Rauner has not, for example, proposed curbing collective bargaining rights like Walker did, or initiating a right-to-work law, like Daniels and Snyder. Though he has backed creation of “right-to-work” zones, where local governments could opt to adopt right-to-work laws, the candidate has stopped short of endorsing a statewide law outright. (Messages left with Rauner’s campaign for this story were not returned.)
And when it comes to pension cuts, the number one issue facing Illinois public employees of late, Rauner’s opinion likely won’t determine the outcome either way. Many of the same public employee unions financing Illinois Freedom PAC sued Quinn for signing into law last December a landmark bill that cuts Illinois’ public worker pensions. For his part, Rauner has said that law does not go far enough in cutting pensions and shoring up the state’s finances. It’s unclear, however, what he could do on pensions now that the Illinois Supreme Court will likely decide the matter.
Nonetheless, Bowen of IFT argues Rauner has staked out a clear “anti-middle class and anti-union position.” That will translate into anti-union policy, she says, no matter that Rauner currently seems to lack a cohesive strategy for doing so.
And statehouse observers feel that while Rauner may not have the impact of, for example, Scott Walker, who enjoys a Republican-majority legislature, he can still hurt unions.

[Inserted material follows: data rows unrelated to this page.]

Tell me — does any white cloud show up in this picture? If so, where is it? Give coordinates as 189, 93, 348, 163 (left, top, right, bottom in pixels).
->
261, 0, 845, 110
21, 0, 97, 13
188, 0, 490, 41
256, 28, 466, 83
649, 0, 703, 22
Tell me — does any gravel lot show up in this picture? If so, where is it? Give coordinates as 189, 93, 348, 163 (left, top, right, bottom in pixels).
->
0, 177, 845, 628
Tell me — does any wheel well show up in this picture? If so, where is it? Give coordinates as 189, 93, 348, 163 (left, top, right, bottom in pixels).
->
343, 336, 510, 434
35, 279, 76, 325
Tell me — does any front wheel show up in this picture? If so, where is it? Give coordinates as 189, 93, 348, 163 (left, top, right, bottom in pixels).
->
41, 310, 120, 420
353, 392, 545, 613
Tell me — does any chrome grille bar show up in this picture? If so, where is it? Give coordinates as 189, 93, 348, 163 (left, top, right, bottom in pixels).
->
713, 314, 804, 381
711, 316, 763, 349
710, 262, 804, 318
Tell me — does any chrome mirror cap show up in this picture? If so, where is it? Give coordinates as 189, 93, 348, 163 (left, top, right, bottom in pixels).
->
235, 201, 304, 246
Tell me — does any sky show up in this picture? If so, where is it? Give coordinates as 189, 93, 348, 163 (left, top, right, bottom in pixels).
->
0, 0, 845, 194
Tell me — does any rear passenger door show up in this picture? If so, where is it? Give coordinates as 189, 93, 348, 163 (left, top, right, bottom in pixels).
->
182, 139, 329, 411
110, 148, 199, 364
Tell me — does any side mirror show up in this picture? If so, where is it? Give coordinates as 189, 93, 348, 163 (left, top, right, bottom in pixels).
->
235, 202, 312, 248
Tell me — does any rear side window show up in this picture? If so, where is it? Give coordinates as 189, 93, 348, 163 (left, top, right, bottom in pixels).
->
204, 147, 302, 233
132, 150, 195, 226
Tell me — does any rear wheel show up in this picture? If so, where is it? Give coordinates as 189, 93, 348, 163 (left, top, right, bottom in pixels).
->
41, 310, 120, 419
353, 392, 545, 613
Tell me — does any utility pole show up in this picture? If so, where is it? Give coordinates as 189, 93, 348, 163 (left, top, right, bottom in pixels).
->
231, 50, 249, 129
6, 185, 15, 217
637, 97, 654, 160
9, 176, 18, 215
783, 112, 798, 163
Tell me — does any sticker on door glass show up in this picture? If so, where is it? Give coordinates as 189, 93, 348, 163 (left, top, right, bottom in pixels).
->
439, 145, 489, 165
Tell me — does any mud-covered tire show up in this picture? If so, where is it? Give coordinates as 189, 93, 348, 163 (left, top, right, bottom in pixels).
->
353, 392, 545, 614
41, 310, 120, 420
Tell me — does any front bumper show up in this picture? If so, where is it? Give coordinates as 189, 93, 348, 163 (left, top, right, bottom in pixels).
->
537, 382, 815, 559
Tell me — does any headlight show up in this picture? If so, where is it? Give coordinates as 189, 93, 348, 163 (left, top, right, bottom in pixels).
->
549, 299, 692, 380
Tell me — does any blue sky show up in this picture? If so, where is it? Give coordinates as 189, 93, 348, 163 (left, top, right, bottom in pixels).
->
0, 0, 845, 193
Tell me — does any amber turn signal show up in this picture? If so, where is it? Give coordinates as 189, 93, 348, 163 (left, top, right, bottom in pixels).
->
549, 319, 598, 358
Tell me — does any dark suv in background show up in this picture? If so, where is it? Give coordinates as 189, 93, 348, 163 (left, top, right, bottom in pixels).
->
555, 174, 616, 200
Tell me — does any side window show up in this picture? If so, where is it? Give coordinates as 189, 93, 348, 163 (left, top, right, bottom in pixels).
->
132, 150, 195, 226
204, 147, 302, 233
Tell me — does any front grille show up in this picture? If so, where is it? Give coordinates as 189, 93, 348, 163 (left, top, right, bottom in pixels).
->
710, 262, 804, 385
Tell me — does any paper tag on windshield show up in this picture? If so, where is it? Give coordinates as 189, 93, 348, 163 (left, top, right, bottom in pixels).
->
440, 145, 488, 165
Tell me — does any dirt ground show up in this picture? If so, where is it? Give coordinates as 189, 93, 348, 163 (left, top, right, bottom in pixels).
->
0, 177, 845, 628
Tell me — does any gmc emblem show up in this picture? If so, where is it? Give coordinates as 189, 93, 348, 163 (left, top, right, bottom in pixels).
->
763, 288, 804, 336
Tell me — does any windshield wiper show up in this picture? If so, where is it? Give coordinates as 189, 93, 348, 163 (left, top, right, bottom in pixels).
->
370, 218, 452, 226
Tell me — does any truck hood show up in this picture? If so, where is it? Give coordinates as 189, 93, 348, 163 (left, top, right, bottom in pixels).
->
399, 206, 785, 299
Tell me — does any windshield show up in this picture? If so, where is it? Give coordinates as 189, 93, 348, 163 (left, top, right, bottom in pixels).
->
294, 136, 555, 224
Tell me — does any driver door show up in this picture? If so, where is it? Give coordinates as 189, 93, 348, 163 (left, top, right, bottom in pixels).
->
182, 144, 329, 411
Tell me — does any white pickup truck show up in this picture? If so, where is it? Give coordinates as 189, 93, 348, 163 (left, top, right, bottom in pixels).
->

“At first he can stop things from happening that public employee unions want to see happen,” says Kent Redfield, a professor emeritus of political science at the University of Illinois-Springfield. “And then he can get involved in legislative races and work with the state legislature.” In future elections, Redfield explains, Rauner could create political momentum and raise finances to elect anti-union legislators — who would, in turn, introduce bills that would be harmful to the labor movement.
Another potential snag, Redfield notes, is that if Rauner is elected, his office will be directly bargaining with AFSCME employees on their next contract. Last year, Quinn narrowly averted an AFSCME Council 31 strike when the union and governor hashed out a deal; when that contract runs out in June 2015, negotiations will have to begin anew.
AFSCME and other public sector unions played a big part in Quinn’s 2010 election, but then had several clashes with him, including the aforementioned pensions snafu and the legally contentious closure of state prisons and healthcare facilities. Now — barring a Dillard upset or the sudden appearance of a third-party candidate — those unions will likely return to supporting the incumbent governor.
“Given the choice between Quinn and Rauner,” Rose says, “Quinn will suddenly become labor’s hero.”
Full disclosure: AFSCME is a website sponsor of In These Times. Sponsors have no role in editorial content.